Lift of Dirichlet characters - specific example I'm trying to understand the process of lifting a Dirichlet character $ \chi$, where a Dirichlet character modulo $N$ being defined as a homomorphism from $(\mathbb{Z} / N \mathbb{Z})^*$ to $\mathbb{C}^*$.
Now my book states that I lift a Dirichlet character  as follows and gives also an example on how this works: 

However, the distribution of these elements seems purely abitrary to me and I simply cannot see the logic behind this (Maybe there is more to the process of lifting a Dirichlet character than I grasped from this explanation). It would be amazing if anyone could help me out! Thanks!
 A: I really don't like how Dirichlet characters are introduced in number theory books. Tell me if this makes more sense to you : 


*

*Dirichlet character : completely multiplicative and $m$ periodic

*If $\chi$ is a  Dirichlet character modulo $d$ then $\psi(n) = \chi(n) 1_{\gcd(n,k)=1}$ is the product of two Dirichlet characters modulo $d$ and $k$ thus is a Dirichlet character modulo $m = \text{lcm}(d,k)$.

*Write $m= \prod_{j=1}^l p_j^{e_j}$. By the Chinese remainder theorem, for every residue classes $a_j \bmod p_j^{e_j}$ there exists $b \bmod m$ such that $\forall j, b \equiv a_j \bmod p_j^{e_j}$. Therefore any $\chi$ modulo $m$ decomposes uniquely as $\chi = \prod_{j=1}^l \chi_{p_j^{e_j}}$ where $\chi_{p_i^{e_i}}$ is a Dirichlet character modulo $p_i^{e_j}$ defined by $\chi_{p_i^{e_i}}(n) = \chi(b)$ with $b \equiv n \bmod p_i^{e_i}, \forall j \ne i, b \equiv 1 \bmod p_j^{e_j}$.

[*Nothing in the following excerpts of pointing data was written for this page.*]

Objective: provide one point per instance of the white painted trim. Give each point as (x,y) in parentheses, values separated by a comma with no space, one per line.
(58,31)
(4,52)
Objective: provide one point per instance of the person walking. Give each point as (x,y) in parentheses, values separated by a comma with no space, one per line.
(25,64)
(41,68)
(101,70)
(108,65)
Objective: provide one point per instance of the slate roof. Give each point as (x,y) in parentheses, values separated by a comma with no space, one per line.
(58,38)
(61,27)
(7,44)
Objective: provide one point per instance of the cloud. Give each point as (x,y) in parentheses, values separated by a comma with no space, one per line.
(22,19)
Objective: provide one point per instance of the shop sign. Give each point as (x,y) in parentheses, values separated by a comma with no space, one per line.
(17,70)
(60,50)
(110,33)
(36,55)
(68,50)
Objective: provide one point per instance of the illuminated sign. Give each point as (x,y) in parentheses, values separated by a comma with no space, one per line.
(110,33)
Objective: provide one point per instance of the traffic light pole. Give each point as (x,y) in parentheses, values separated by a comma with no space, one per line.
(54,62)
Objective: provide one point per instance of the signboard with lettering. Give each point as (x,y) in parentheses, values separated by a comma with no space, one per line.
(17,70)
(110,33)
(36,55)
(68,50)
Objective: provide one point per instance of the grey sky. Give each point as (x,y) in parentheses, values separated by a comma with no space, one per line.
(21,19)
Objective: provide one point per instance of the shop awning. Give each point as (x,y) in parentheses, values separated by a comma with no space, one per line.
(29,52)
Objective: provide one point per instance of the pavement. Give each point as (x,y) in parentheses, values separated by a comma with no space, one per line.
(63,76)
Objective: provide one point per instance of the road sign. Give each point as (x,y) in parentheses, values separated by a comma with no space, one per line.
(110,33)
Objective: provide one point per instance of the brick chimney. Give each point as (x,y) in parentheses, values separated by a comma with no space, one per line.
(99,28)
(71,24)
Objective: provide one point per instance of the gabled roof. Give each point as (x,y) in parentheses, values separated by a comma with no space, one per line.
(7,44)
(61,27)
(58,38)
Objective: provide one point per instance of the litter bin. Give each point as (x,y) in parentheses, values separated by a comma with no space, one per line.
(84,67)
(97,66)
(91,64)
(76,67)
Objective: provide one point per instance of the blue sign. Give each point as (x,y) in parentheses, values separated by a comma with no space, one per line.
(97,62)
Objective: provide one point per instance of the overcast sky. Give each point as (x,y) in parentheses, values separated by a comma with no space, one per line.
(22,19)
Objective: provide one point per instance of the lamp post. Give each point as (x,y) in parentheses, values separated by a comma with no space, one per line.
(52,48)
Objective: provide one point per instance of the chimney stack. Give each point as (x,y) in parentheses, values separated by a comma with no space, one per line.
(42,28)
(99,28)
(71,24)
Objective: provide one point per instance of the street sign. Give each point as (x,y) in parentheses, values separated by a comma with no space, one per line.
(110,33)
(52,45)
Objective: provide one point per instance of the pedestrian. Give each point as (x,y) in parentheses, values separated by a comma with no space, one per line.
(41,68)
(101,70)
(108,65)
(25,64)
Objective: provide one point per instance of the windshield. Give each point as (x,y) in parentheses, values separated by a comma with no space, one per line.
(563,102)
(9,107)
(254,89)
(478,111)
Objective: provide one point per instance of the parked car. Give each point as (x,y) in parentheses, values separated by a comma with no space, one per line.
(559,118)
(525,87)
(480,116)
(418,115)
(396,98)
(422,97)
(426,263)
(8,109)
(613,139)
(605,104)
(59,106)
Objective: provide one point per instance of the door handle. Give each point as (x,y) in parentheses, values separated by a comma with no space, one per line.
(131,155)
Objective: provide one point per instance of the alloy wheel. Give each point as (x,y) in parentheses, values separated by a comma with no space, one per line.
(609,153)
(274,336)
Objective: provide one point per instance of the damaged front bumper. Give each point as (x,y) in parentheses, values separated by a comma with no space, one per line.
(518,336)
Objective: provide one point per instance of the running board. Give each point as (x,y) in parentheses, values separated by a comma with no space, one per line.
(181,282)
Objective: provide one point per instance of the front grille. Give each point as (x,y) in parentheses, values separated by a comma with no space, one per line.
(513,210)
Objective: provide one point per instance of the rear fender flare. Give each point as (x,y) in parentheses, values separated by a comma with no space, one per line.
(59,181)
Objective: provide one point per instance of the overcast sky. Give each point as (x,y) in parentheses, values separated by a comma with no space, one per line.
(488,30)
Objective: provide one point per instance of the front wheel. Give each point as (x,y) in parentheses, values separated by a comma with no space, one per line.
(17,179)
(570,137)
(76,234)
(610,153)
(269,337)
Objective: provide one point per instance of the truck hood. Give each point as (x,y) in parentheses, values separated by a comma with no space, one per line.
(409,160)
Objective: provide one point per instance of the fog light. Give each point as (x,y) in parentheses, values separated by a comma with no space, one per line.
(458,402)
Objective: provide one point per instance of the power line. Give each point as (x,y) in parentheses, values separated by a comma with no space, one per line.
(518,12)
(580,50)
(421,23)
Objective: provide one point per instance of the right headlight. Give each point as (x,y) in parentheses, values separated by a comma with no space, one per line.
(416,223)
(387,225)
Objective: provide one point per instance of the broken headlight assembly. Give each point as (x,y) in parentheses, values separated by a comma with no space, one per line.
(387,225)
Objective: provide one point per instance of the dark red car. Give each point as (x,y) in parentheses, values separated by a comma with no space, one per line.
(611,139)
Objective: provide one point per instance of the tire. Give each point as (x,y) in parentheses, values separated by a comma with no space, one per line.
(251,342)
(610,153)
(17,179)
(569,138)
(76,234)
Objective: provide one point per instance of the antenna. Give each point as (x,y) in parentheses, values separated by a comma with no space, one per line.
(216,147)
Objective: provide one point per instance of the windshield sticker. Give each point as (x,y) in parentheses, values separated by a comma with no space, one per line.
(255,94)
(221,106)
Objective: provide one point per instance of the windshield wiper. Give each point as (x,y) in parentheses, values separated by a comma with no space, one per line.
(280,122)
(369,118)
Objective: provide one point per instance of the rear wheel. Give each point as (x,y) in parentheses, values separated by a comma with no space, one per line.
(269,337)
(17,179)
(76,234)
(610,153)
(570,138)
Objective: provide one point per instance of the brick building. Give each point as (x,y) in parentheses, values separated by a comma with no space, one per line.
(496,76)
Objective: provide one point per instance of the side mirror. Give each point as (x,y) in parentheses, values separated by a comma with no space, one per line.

*$\chi$ is primitive means none of the $\chi_{p_i^{e_i}}$ is the trivial character $1_{\gcd(n,p_i)=1}$.

*That is to say for $\gcd(m,k)=1$, the map $(\chi, \varphi) \mapsto \chi\varphi$ is an isomorphism from the pair of Dirichlet characters modulo $m,k$ to the Dirichlet characters modulo $mk$.